Debit cards and credit cards each have their time and place.
Shawn Vondenkamp, retail office supervisor at Central National Bank, Marion, said one advantage to a debit card is that there is no fee for cash withdrawn from the local bank’s ATM.
“If you use your credit card, there are fees for that,” Vondenkamp said.
The risk of card fraud is about the same whether the card is debit or credit, Vondenkamp said.
“Hopefully these new chip cards they have now will cut down on fraud,” Vondenkamp said. “Supposedly there’s something in that chip that cannot be counterfeited.”
Don Noller, executive vice president and cashier at Marion National Bank, concurs.
Thieves use credit theft in two main ways, Noller said. One is to use the card number to make purchases. The other is to steal information to make a new card.

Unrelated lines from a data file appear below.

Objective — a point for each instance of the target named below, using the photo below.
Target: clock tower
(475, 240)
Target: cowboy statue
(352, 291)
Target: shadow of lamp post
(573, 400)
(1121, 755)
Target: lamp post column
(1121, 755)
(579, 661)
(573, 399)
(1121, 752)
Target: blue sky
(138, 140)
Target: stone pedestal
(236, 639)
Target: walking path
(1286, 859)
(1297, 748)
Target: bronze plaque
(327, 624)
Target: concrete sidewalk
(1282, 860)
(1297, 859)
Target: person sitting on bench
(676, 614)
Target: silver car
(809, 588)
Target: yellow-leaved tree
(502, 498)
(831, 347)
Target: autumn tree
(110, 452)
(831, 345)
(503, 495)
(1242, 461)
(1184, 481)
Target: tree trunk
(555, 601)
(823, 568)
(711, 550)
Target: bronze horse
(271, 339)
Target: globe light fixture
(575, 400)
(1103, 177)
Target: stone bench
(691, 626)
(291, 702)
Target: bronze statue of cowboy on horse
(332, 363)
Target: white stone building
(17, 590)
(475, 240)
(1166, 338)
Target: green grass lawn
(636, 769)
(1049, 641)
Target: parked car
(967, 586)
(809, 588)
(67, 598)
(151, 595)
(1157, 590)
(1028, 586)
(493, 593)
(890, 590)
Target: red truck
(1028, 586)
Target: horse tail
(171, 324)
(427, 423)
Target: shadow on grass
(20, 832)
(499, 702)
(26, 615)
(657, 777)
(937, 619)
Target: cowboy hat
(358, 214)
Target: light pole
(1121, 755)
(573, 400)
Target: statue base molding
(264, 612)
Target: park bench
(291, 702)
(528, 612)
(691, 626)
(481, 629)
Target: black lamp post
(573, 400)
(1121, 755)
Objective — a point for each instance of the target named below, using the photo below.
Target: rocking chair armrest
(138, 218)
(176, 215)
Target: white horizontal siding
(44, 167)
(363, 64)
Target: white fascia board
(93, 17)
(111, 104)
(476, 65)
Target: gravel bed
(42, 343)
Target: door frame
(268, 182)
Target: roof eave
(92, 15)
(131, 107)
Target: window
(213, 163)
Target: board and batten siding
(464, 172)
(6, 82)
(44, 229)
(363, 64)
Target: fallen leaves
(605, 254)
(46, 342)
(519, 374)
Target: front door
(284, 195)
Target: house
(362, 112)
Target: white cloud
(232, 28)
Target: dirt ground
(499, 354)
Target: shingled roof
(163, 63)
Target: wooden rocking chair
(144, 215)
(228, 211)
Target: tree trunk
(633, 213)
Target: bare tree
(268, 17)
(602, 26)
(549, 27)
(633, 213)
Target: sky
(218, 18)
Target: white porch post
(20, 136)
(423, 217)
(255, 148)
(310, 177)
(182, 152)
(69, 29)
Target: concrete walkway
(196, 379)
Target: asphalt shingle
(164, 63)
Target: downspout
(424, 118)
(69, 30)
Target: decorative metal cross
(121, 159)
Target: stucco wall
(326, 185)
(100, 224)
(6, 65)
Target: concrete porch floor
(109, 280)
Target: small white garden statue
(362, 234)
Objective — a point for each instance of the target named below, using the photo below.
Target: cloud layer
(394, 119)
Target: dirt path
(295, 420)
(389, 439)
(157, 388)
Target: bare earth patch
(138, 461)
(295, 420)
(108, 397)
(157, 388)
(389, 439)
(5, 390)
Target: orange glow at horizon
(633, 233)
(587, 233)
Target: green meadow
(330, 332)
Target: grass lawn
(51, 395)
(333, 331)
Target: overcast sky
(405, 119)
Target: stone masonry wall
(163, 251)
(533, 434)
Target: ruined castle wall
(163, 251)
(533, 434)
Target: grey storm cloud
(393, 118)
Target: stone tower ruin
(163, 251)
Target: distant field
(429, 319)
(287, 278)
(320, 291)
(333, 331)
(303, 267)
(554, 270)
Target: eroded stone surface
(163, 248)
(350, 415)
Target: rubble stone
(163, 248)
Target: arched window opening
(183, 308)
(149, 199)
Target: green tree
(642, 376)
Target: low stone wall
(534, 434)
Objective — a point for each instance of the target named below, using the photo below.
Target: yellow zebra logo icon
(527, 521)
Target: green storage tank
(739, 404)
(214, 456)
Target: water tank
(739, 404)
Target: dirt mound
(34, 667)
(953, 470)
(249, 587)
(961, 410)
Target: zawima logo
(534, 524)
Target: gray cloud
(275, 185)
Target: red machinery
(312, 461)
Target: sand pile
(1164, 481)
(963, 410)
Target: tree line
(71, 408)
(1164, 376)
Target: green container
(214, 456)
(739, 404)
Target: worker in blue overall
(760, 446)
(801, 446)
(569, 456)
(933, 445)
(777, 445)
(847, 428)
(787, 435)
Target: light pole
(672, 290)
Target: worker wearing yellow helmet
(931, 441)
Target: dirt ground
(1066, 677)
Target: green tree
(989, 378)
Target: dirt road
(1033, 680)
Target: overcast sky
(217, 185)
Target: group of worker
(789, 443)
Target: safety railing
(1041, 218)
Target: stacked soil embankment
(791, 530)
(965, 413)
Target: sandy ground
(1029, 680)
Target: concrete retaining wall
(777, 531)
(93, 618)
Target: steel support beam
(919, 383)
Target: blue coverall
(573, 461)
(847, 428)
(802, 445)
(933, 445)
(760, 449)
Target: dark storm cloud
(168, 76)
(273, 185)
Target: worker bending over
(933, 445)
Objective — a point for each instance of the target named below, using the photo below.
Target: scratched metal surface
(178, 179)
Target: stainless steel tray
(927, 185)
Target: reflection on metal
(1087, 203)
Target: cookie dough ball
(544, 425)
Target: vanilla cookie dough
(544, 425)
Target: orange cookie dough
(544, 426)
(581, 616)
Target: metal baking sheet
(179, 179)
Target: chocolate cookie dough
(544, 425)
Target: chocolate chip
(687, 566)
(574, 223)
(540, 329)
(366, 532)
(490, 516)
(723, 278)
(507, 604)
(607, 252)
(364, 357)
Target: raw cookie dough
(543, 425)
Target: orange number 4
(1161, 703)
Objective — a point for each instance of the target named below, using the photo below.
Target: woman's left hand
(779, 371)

With the chip on the card, thieves won’t be able to make counterfeit cards, Noller said.
“Europe’s been using these cards for a lot of years and their fraud is down considerably,” Noller said.
Noller said which card to use is often a matter of personal preference.
“I’ve talked to quite a few people who use their credit card because they get points, and then write one check, once a month,” Noller said.
Vondenkamp said there are circumstances in which a credit card is preferable. Some companies offer purchase protection.
Some offer perks such as rental car insurance.
Gas stations and hotels frequently put temporary holds on the card’s balance. That can create a problem if it’s a debit card.
“That can be frustrating when you’re traveling and have a limited budget,” Vondenkamp said. “Then even if you stay only one night, that can stay on your account for up to three days.”
“Those kind of holds are strictly up to the merchants,” Noller said. “I’ve seen them as little as $50 and up to $100.”
Such holds can hit the daily spending limit on a debit card, Noller said.
“Sometimes a credit card will afford you more purchase power in a single day,” Noller said.